Zucchinis, other types of squash, cucumbers, and watermelons all have female and male flowers on each plant. Male flowers are the source of pollen and female flowers are attached to a baby fruit which will start growing after being pollinated.
Any zucchini plant that is parthenocarpic produces zucchinis without pollination, and will be seedless unless it does get pollinated. The zucchinis themselves are otherwise identical to regular, non-parthenocarpic zucchinis. Parthenocarpic zucchinis will also produce mostly female flowers, increasing yield even more.
Why You Should Grow Parthenocarpic Zucchini
The fact that parthenocarpic zucchini plants produce zucchinis without pollination means that you can grow them in greenhouses or even indoors without having to manually pollinate them.
Not only that, they also produce mostly female flowers, which means they can produce a lot more zucchinis than regular zucchini varieties. Most other zucchini varieties will produce more male flowers than female flowers.
If you grow them outside, it’s okay if you don’t have a lot of pollinators in your garden because your zucchinis will set fruit regardless. Parthenocarpic zucchini also tends to set fruit under hotter and cooler conditions than regular zucchini varieties.
Parthenocarpic zucchini plants are perfect for both the new gardener and experienced grower since they produce zucchinis with less work.
“Not only do parthenocarpic zucchini plants grow zucchinis without requiring pollination, they also produce mostly female flowers, which means they can produce a lot more zucchinis…”
Even if you just want to try growing a zucchini plant for the first time, I recommend parthenocarpic zucchinis because even with one plant, you will get a harvest, while one regular zucchini plant might not have a chance to get a single fruit if male and female flowers aren’t open at the same time.
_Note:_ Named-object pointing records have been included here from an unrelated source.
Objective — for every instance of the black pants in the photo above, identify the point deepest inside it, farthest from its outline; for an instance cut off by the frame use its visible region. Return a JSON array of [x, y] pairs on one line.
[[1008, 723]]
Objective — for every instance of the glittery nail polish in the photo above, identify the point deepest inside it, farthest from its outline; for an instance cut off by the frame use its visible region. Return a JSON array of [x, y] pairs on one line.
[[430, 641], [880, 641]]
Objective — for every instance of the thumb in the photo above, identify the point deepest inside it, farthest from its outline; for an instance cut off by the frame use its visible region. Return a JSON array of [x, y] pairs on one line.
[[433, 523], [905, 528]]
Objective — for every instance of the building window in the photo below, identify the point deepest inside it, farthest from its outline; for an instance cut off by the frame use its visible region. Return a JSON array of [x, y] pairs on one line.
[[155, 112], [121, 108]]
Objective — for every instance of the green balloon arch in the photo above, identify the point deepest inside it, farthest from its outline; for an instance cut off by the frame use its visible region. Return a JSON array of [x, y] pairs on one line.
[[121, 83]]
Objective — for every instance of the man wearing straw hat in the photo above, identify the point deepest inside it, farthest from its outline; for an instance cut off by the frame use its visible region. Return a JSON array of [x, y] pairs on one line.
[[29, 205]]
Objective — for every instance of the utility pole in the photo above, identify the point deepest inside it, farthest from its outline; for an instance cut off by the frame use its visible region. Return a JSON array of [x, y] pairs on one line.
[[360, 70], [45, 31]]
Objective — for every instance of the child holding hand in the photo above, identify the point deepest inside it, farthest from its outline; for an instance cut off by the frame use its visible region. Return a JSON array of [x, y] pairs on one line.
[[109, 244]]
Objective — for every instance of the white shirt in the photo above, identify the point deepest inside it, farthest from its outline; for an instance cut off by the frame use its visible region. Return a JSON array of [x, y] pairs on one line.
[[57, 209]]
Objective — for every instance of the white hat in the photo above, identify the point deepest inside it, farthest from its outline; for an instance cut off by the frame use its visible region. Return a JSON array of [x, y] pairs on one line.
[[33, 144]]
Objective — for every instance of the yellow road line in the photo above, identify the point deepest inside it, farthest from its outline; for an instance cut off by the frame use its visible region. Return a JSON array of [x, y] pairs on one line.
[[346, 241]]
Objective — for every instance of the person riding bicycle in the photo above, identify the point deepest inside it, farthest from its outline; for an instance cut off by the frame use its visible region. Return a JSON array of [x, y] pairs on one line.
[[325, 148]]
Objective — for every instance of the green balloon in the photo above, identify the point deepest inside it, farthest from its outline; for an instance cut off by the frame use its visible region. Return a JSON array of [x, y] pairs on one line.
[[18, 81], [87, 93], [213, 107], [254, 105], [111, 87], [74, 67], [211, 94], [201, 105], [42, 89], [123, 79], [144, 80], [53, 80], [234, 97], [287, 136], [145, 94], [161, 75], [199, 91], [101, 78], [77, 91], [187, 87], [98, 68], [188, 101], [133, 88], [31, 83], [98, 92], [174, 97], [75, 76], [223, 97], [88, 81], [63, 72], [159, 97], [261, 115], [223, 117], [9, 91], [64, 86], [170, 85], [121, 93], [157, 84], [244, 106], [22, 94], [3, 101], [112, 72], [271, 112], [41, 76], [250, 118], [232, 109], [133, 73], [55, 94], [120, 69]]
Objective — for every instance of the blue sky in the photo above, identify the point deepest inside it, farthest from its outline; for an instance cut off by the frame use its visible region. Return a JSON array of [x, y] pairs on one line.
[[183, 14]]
Why You Might Not Want to Grow Parthenocarpic Zucchini
If you are a gardener who loves saving your seeds for next year, you might be disappointed in parthenocarpic varieties.
First, parthenocarpic fruit is seedless, unless it gets pollinated. Big, mature zucchinis will still have underdeveloped seeds inside. If you do decide to manually pollinate with the rare male flower, you will get seeds, but they might not be worth saving.
Zucchini varieties that are fully parthenocarpic are all hybrids (noted by the F1 designation). That means the breeder develops two lineages of zucchinis to cross-pollinate and produce hybrid seeds. These seeds combine the traits of two parents to produce a parthenocarpic variety.
If you plant those seeds and save and store the zucchini seeds from those zucchinis for next year, you will get inconsistent results. Half of your plants will be the same as the original parthenocarpic variety, but the other half will have different traits more similar to either parent.
Since you have to keep buying hybrid seeds to grow parthenocarpic zucchini, which are a little more expensive than regular open-pollinated or heirloom seeds, it can be a pain for some gardeners.
How to Grow Parthenocarpic Zucchini
Parthenocarpic zucchini is grown exactly like regular zucchini. Spacing, light, water, fertilizer, and care are all the same. The only difference is that if you’re growing indoors or in a greenhouse, you don’t need to manually pollinate parthenocarpic zucchini.
I’ve already written a guide on growing zucchini in containers, which goes into detail about growing and taking care of zucchinis, and also discusses parthenocarpic varieties as the preferred choice for container gardens.
Parthenocarpic Zucchini Varieties – Where to Buy
|Partenon F1||Johnny’s Selected Seeds (US), Thompson & Morgan (UK)|
|Cavili F1||Gourmet Seed (US), Kitchen Garden Seeds (US), Thompson & Morgan (UK)|
|Venus F1||Thompson & Morgan (UK)|
|Sure Thing F1||Burpee (US)|
This list isn’t exhaustive, but these are the common parthenocarpic varieties available. My personal favorites are Partenon (standard dark green zucchini) and Cavili (pale green zucchini). I’m not affiliated with any of these seed companies although I have purchased seeds from some of them before.